To the best of our knowledge, this study is the first to investigate the role of contextual factors in shaping support for affirmative action policies in the economy in the European context. As a pioneering study, it also suffers from several limitations, which will hopefully be tackled in future research. For instance, we use data from a survey in 2011 as there is unfortunately no newer data source available. While the public discussion on gender quotas was already ongoing in this year, quota laws had been established in few European countries very recently at that time. Given the changes in quota laws over the last few years, a new data collection on this topic would be helpful to assess reactions to these more recent changes. Also, as there is no other survey available on this question, we were bound to the question wording as used by Eurobarometer that included names of specific countries in the question text. If a respondent dislikes specifically one or few of these named countries that may have shaped their answer. We, however, include country dummies for the countries named in the questions text in all regression models.

In addition, previous country studies highlighted the relevance of national path dependency (Teigen 2012), the national structure and culture of politics and the economy (Chandler 2016; Magnier and Rosenblum 2014), national gender equality cultures (Teigen and Wängnerud 2009) as well as the national framing on boardroom quotas for women (Piscopo and Muntean 2018) for understanding country disparities in gender quotas in company boards. The adoption of a large-N study design implies the use of standardised and aggregated indicators across countries. We were therefore unable to consider these various country particularities in our analyses, which are nevertheless very likely to be important factors in citizens’ support for gender quotas.

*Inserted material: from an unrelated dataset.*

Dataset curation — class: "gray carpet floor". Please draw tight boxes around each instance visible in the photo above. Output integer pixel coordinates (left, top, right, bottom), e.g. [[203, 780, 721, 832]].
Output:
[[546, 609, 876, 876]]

Furthermore, we made the assumption that the contextual factors shape public opinion on affirmative action policies. However, citizens’ attitudes are also likely to influence the implementation of policies, political parties’ ideological orientations, and the extent to which underrepresented groups manage to hold visible leading positions in various societal arenas. The cross-sectional structure of the data we used for this study did not allow us to assess these feedback loops in more detail. Moreover, our analysis focuses on support for affirmative action policies for a specific underrepresented group (women) in a specific societal arena (leading business positions). Future research which includes a larger set of attitudinal measurements could shed light on the generalisability of our findings to other underrepresented groups and societal arenas.